El teléfono móvil convirtió en poco tiempo a la cabina de teléfono público en un objeto del mobiliario urbano más decorativo que útil. Es difícil ver a alguien usándolas estos días. Quizás en los andenes del metro, donde la cobertura celular es patética. En la ciudad de Nueva York hay unas 13.000 de estas cabinas, el 40% fuera de servicio. En lugar de desmantelarlas, se busca darle una nueva utilidad en la era digital reconvirtiéndolas en puntos de acceso gratuito a Internet vía inalámbrica. Ya hay 10 de estas cabinas funcionando, siete en la isla de Manhattan, dos en Brooklyn y otra en Queens.

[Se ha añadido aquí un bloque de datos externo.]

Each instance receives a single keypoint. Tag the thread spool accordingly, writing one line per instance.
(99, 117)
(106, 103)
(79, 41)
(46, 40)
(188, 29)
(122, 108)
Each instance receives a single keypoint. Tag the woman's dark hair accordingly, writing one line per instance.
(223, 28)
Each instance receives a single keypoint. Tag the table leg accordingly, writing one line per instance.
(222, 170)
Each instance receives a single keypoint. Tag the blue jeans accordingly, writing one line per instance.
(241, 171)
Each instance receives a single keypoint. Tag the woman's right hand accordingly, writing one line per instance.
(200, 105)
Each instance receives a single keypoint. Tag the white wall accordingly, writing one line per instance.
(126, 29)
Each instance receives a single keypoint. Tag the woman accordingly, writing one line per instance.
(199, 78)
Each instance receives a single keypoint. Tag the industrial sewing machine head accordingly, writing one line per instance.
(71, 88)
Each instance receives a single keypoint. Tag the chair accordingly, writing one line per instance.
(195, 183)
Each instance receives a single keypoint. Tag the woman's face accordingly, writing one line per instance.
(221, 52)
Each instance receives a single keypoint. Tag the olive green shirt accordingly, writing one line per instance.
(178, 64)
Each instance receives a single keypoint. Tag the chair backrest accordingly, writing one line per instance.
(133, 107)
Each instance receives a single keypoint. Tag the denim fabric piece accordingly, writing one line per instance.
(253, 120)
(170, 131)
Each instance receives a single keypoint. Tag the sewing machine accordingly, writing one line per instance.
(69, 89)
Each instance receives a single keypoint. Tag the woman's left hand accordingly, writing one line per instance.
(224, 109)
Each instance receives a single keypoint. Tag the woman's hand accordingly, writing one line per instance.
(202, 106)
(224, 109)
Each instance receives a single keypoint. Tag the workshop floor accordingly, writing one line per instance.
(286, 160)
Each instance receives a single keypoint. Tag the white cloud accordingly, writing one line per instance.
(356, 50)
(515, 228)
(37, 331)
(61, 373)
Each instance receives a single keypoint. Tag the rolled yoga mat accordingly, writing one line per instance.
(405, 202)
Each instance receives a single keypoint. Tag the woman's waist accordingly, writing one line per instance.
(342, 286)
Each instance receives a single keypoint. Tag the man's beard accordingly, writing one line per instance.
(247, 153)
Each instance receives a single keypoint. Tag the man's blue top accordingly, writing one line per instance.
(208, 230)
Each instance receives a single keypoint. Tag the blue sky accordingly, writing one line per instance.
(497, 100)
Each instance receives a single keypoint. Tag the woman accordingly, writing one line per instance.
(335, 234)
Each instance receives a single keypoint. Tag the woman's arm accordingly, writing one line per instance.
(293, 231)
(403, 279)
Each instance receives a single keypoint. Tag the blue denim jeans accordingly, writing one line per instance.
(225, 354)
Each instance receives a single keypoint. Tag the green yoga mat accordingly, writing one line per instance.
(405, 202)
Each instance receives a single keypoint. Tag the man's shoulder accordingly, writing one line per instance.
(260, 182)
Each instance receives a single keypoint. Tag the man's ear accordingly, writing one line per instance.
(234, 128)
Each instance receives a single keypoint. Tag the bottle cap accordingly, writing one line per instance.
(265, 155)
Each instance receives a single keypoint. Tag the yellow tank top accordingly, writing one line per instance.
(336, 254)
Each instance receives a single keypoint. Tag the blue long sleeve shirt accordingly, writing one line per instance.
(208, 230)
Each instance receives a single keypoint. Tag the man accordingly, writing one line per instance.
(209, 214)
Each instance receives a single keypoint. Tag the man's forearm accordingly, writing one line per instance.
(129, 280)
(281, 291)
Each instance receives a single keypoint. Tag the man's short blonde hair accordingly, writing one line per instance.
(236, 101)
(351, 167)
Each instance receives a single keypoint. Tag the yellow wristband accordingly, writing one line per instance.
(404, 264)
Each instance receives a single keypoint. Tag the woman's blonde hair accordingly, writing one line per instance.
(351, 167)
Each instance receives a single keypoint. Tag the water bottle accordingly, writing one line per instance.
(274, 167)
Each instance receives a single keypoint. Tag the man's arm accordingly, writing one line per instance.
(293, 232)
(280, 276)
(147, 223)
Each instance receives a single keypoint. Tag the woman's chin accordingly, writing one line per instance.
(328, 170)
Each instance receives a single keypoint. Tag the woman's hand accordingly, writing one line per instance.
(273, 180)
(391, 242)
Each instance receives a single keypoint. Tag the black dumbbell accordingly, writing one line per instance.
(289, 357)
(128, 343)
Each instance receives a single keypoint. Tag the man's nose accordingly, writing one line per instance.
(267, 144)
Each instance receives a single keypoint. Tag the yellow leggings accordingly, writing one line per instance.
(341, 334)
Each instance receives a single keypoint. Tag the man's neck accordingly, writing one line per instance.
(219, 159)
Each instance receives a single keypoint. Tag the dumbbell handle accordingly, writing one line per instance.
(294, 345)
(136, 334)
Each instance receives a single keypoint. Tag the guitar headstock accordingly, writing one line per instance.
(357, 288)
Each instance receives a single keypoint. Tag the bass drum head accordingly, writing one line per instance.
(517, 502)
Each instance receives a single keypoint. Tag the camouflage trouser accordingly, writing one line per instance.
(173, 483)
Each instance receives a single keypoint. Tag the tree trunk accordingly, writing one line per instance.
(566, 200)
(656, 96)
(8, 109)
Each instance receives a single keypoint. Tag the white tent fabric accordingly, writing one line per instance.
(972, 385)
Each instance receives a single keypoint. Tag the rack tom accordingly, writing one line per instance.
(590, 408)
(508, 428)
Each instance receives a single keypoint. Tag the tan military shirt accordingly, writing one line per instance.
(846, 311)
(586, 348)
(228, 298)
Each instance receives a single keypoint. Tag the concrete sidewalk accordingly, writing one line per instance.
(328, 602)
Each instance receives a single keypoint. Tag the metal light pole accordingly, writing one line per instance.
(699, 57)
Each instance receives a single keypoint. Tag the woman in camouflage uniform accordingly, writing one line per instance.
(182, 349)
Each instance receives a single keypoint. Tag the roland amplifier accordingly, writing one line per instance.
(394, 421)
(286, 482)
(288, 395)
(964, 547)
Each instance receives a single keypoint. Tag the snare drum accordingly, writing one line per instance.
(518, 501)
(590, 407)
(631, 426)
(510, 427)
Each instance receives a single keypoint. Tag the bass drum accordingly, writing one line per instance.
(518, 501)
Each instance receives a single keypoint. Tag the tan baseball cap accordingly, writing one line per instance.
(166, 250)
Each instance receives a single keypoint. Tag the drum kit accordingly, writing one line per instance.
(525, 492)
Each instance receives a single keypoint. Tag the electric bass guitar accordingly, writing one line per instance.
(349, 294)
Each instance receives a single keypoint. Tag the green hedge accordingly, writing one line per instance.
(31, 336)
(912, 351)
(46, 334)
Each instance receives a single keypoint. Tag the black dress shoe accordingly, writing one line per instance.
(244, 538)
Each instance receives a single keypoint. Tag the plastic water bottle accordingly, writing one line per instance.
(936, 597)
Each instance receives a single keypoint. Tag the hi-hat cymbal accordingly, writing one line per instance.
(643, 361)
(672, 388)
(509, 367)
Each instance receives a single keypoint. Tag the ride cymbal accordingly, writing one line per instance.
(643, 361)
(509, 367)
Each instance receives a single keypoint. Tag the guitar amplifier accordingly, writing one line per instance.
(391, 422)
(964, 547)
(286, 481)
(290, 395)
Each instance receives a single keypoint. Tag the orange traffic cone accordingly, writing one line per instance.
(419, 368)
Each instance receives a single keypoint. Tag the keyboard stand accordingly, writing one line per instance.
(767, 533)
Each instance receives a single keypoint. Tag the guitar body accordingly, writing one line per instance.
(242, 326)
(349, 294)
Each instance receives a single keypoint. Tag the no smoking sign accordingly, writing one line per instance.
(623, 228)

De momento se trata de un programa piloto, que nace con el propósito de extenderlo por toda la ciudad. Ya hay puntos de acceso inalámbrico (hot-spot) gratuito en parques, bibliotecas y colegios públicos, además de en cafeterías como Starbucks, los locales de McDonalds o la librerías de Barnes & Noble. El coste para instalar la antena de Wi-Fi en una cabina ronda los 2.000 dólares. Los operadores de estas reliquias de la era de la comunicación por cable reconvertidas en quioscos de alta tecnología aseguran que el acceso a la red de redes es razonablemente rápido, seguro e ilimitado.
Hay 1 Comentarios
Estimado Sandro, hacia varios días que no te seguía, espero que hayas estado de merecidas vacaciones (sí, una costumbre de las civilizaciones occidentales en desuso). Como siempre enhorabuena por tu información desde NYC y bienvenido de nuevo.